Although the Constitutional Mining Law took effect when a further ordinary law was gazetted, governing a number of procedural issues (known as the Mining Code), its economic consequences were immediate. Since all the characteristics of a concession—its nature, the rights and obligations it conferred, its duration—were set out in the Constitutional Mining Law, from an economic and business perspective the positive effects of the law began to show themselves in the form of increased exploration and production activity from the moment its approval was announced.

 

Thus, a decade of uncertainty in the 1970s over mining property rights was ended, and new horizons of investment, employment, and development were opened in a key sector of the Chilean economy.

 

Good Policy, Good Politics

 

Chile’s reform of its mining law could help other countries by demonstrating that there is a way to make the nominal state ownership that is written into several constitutions compatible with a robust property right over a “full concession,” and thereby to open new fields for the creation of wealth through the activity of private entrepreneurs.

 

The coherence of a government’s or a statesman’s economic and political vision is revealed by the answer supplied to the fundamental question: How is wealth created? Or to ask it another way, What is the key to riches?

 

The Constitutional Mining Law, by creating genuine property rights in the largest—and most politically sensitive—sector in the country, was the answer to that question and its approval sent a message to domestic and foreign investors from that moment that private property was fully guaranteed in Chile.

 

The process of radical opening and economic liberalization that took place between 1973 and 1980 had demonstrated the commitment of Chile’s new development strategy to free-market economic principles.
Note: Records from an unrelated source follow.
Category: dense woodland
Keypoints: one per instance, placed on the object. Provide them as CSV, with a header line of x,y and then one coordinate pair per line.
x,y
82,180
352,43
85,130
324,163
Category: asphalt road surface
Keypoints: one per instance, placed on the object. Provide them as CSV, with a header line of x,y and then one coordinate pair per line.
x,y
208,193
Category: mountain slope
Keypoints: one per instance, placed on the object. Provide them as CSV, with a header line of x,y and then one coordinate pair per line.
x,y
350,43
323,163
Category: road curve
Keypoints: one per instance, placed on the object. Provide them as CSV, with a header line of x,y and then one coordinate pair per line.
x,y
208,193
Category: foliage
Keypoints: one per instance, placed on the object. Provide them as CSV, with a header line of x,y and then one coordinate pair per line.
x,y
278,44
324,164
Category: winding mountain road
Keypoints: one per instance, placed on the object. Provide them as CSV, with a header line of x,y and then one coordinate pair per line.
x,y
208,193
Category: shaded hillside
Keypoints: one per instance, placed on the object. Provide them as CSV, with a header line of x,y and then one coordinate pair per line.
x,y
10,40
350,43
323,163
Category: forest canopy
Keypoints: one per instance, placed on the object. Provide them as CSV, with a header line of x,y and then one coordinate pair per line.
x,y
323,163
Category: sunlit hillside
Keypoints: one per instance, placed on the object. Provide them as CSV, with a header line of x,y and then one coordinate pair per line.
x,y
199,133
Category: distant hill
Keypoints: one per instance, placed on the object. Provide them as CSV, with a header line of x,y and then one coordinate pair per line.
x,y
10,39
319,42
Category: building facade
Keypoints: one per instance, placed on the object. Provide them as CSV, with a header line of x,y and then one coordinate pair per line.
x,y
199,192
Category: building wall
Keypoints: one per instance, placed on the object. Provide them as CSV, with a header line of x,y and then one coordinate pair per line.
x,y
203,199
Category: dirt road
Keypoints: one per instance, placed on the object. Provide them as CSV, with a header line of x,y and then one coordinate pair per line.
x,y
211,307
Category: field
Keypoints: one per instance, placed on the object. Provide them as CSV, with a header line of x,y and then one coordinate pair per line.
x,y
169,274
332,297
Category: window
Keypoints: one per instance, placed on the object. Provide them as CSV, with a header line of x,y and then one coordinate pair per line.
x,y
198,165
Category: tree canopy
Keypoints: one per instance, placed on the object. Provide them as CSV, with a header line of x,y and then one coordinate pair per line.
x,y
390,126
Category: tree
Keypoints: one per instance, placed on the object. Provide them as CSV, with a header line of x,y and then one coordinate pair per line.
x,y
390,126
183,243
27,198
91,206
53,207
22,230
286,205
Now the country would be able to see that full ownership of property was able to generate an unprecedented expansion in the mining sector and so to create great wealth.

 

The results speak for themselves. Chile’s copper output has increased nearly 5-fold during the last 20 years, and there has been a 16-fold increase in private copper production. As a result, Chile is now by far the largest copper producer in the world, accounting for 35 percent of global output. In addition, Chile is the world’s largest producer of natural nitrates, iodine, and lithium; the 2nd largest producer of molybdenum; the 5th biggest supplier of silver; and the 13th largest producer of gold. Chilean entrepreneurs have made major investments in the mining sector, and that sector has attracted $20 billion in foreign direct investment.

 

All these factors have combined to develop dormant riches, create new and productive employment, transfer valuable technology, generate new tax revenues, and stimulate investment in other parts of the production and service chain such as power, transportation, water, ports, highways, housing, and machinery.

 

Conclusion

 

It was demonstrated that the key to wealth, in the case of the mining sector, was the Constitutional Mining Law, operating within a free-market environment. The idea that property is sacred, so intensely reflected, despite the difficult starting point, in the Constitutional Mining Law, consolidated an intellectual framework supportive of the subsequent privatization of large state-owned companies, notably in the telecommunications and power sectors. In the 1990s, the concession system was extended into the infrastructure sector (highways, ports, and airports), which had traditionally been part of the so-called “public works” carried out by the state.

 

The Constitutional Mining Law simultaneously made a decisive contribution to the consolidation of a prosperous nation and of a democratic political system. It did this by contributing to the annual average economic growth rate of 7 percent for a period of almost 15 years, and by rendering unnecessary an alteration or a questionable interpretation of the 1980 Constitution.

 

I hope that this endeavor has demonstrated that true politics does not consist, as many claim, in the art of “the possible,” but rather in the art of “making possible what is necessary” for a nation to progress and to advance liberty.